Sobald der braune Welpe wieder draußen war, kam Tatze Junior hereingeklettert. Er wedelte glücklich mit dem Schwanz, während er mich erwartungsvoll ansah. Der einzige unserer drei Hunde, der sich wirklich über das Baden freute. Lachend kraulte ich ihm kurz hinter den Ohren, dann begann ich auch ihn mit dem Wasserstrahl zu reinigen. Marlon sah breit grinsend dem schwarzen Hund dabei zu, wie er genießerisch die Augen schloss, während er abgeduscht wurde.
„Tatze Junior scheint diesen Prozess auch sehr zu genießen", gab er seinen Senf dazu.
„Otrere lässt es über sich ergehen, Cappuccino liebt das Abtrocknen und Tatze Junior einfach alles." Auch der letzte Hund war von der Matsche befreit. Elegant sprang er aus dem Wäschekorb und sah erwartungsvoll zu den beiden Männern, die ihn abtrocknen sollte. Ich schnipste kurz mit meinen Zauberstab. Der Wäschekorb verschwand wieder sauber dorthin, wo ich ihn herhatte. Mein Blick glitt zum letzten Hund, welcher noch immer vor der Tür saß und uns beobachtete. Unter ihn hatte sich eine matschige Pfütze gebildet.
„Willst du noch lange draußen sitzen, Tatze?" Kopfschütteln.

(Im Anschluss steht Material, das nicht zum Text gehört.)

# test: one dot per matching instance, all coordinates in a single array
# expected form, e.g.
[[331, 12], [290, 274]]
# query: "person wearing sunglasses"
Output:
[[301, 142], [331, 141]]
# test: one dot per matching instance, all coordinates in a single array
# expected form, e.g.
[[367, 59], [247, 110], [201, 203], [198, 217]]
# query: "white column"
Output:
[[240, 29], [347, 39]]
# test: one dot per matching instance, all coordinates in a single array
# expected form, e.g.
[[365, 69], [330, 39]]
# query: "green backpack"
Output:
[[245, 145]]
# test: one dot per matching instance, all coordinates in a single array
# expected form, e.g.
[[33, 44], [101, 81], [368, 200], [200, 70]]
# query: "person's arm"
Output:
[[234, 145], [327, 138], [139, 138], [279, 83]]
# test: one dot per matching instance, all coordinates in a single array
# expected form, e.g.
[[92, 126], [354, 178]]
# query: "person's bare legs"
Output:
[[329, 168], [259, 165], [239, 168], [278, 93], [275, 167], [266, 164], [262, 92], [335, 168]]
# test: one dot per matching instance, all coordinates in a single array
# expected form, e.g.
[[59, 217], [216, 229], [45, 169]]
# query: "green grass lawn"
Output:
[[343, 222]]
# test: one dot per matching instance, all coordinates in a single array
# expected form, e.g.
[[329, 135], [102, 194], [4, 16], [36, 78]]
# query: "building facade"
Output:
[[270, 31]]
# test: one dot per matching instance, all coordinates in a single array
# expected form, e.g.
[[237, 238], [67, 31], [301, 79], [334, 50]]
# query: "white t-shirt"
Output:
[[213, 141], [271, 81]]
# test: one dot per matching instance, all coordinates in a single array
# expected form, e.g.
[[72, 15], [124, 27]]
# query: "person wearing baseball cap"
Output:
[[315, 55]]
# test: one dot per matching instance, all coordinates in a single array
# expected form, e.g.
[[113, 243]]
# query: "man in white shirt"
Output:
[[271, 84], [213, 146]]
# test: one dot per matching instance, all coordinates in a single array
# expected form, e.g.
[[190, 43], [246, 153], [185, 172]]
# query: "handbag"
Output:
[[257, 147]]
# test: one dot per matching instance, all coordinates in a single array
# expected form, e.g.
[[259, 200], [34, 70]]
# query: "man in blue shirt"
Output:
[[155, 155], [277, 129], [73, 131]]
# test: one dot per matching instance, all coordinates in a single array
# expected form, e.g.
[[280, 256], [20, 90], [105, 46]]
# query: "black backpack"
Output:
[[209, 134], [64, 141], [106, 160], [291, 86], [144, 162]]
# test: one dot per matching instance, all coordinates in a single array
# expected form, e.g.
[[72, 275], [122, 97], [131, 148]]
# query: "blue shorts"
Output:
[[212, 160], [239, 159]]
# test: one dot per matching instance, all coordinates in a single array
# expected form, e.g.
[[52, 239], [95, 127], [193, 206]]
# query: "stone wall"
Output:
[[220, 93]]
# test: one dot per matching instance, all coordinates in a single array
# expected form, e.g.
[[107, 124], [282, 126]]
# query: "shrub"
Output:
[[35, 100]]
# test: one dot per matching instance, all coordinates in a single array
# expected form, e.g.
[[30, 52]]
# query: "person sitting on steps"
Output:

„Dann komm endlich rein. Du erkältest dich ansonsten noch." Ich zog ein Handtuch von dem Stapel mit den Sauberen und breitete es aus, sodass ich meinen Ehemann gleich darin einwickeln konnte. Dieser kam gemächlich hereingetapst und setzte sich vor mich auf den Boden. Ich sah ihn erwartungsvoll an, weshalb er sich endlich zurückverwandelte.
„Was – wie – Sirius?" Michael sah verwirrt zu meinem Ehemann herüber, welchem ich gerade ein Handtuch um die Schultern legte.
„Ich bin ein Animagus. Ich kann mich in einen Hund verwandeln. Das ist eine erlernbare Fähigkeit. James und Peter sind auch welche." Ich unterdrückte ein Lachen. Michael kannte nicht einmal die beiden ehemaligen Schulkameraden von uns. Er wusste höchstens, dass James Sirius Adoptivbruder war.
„Ihr könnt euch alle in Hunde verwandeln?"
„Nein, ich mich in einen Hund, James in einen Hirsch und Peter in eine Ratte. Das hat etwas mit der Persönlichkeit eines Menschen zu tun. Danach richtet sich die spätere Animagusgestalt. Eigentlich genauso wie die Patronusgestalt." Ein verständnisloser Blick war die Antwort.
„Das ist ein anderer Zauberer. Sirius, geh bitte hoch dich umziehen. Maélys will uns etwas Wichtiges erzählen und es gibt bald Abendessen. Also beeile dich, ja?"
„Ich bin in fünf Minuten wieder hier, Prinzessin." Mein Partner sprang auf. Mit schnellen Schritten lief er die Treppe herauf. Michael hatte sich währenddessen wieder an seine Freundin gewandt.
„Deborah?"
„Ja?"
„Du verwandelst dich aber nicht manchmal in ein Tier, oder?"
„Nein, kann ich leider nicht. Aber Maélys und ich haben darüber nachgedacht, es zu lernen." Der Muggel wirkte nicht begeistert auf Grund dieser Antwort.
„Jetzt will sie sich auch noch in ein Tier verwandeln." Marlon tätschelte dem anderen Muggel die Schulter. Wahrscheinlich war der Partner von Maélys momentan die einzige Person, die halbwegs nachvollziehen konnte, was gerade in dem Kopf des anderen nicht-Magiers vor sich ging.